Problem Statement
Explain how to analyze system logs for troubleshooting. What are common log files and what do they contain?
Explanation
Key log files: /var/log/syslog or /var/log/messages (general system messages from kernel, system daemons, applications), /var/log/auth.log or /var/log/secure (authentication, sudo, SSH login attempts), /var/log/kern.log (kernel messages, hardware issues, driver problems), /var/log/dmesg (boot messages, hardware detection), /var/log/boot.log (service startup during boot).
Application logs: /var/log/apache2/ or /var/log/httpd/ (web server access and error logs), /var/log/mysql/ (database logs), /var/log/nginx/ (nginx logs), /var/log/mail.log (mail server), application-specific directories. Check application documentation for log locations.
Systemd journal: journalctl queries systemd journal (binary format, queryable). Commands: journalctl -xe (recent entries with explanations), journalctl -u service (service-specific), journalctl --since "1 hour ago" (time-based), journalctl -f (follow), journalctl -b (current boot), journalctl -k (kernel messages), journalctl -p err (priority filter).
Log analysis techniques: tail -f /var/log/syslog monitors in real-time, grep 'ERROR' /var/log/syslog finds errors, awk, sed for parsing structured logs, sort | uniq -c for frequency analysis. Example: grep 'Failed password' /var/log/auth.log | awk '{print $11}' | sort | uniq -c | sort -rn lists failed login attempts by IP.
Common patterns: "Out of memory" indicates memory exhaustion, "Connection refused" suggests service not running or firewall blocking, "Permission denied" indicates file permission issues, "No space left on device" means disk full, "segmentation fault" indicates application crash. Correlate timestamps across logs to understand event sequences.
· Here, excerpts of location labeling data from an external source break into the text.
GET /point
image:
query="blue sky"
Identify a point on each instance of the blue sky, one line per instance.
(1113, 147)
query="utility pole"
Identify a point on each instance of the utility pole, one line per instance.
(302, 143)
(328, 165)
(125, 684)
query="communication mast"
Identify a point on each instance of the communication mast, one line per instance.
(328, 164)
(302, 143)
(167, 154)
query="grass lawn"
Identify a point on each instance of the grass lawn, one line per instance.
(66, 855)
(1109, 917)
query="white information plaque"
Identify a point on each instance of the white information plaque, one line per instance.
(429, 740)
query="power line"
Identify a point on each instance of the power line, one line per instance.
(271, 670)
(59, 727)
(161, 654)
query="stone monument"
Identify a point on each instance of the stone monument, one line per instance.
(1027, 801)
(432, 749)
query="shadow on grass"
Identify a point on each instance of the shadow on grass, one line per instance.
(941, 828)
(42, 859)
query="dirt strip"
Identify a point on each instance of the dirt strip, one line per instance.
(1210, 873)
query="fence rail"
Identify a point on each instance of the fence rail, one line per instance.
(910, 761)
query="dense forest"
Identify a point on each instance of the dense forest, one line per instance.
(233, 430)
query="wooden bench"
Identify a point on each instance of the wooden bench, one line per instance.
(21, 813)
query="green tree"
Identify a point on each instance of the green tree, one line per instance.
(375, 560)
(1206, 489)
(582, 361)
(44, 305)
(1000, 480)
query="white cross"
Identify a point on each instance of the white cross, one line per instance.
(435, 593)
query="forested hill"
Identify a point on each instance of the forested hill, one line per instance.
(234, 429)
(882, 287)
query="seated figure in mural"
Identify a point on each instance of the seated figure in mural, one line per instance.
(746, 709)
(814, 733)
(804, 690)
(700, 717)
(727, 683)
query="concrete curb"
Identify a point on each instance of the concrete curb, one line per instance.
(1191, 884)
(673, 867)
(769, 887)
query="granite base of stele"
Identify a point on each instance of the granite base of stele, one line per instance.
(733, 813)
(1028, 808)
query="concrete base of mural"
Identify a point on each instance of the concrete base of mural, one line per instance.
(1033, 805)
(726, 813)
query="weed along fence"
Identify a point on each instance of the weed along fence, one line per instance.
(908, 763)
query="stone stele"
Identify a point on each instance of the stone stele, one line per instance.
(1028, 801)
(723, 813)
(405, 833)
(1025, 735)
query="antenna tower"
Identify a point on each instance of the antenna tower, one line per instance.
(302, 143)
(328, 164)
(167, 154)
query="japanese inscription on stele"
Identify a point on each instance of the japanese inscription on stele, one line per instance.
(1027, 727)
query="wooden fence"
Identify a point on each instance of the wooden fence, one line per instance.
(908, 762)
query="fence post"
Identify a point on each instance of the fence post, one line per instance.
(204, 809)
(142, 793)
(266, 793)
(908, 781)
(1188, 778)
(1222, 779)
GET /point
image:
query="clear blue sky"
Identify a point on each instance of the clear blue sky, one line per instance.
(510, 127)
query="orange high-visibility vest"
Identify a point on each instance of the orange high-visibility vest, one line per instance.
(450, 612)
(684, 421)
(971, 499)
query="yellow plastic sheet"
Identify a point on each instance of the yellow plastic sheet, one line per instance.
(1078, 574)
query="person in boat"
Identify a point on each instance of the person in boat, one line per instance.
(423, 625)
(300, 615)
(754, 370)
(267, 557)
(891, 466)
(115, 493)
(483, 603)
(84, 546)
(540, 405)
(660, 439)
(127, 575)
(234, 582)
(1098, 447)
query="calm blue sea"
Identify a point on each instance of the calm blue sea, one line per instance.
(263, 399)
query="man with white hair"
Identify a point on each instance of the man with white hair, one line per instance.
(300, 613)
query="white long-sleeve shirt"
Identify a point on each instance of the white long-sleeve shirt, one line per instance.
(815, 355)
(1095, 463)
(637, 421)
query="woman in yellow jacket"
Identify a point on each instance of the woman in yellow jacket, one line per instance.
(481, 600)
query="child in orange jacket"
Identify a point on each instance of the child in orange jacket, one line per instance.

Log rotation: logrotate prevents logs from filling disk. Configuration in /etc/logrotate.conf and /etc/logrotate.d/. Settings: rotation frequency (daily, weekly), number of old logs to keep, compression, post-rotation scripts. Check logrotate status in /var/lib/logrotate/status.
Centralized logging: for multiple servers, use centralized logging (ELK stack, Splunk, Graylog) shipping logs to central server for analysis, correlation, and alerting. Understanding log analysis is fundamental for troubleshooting production issues.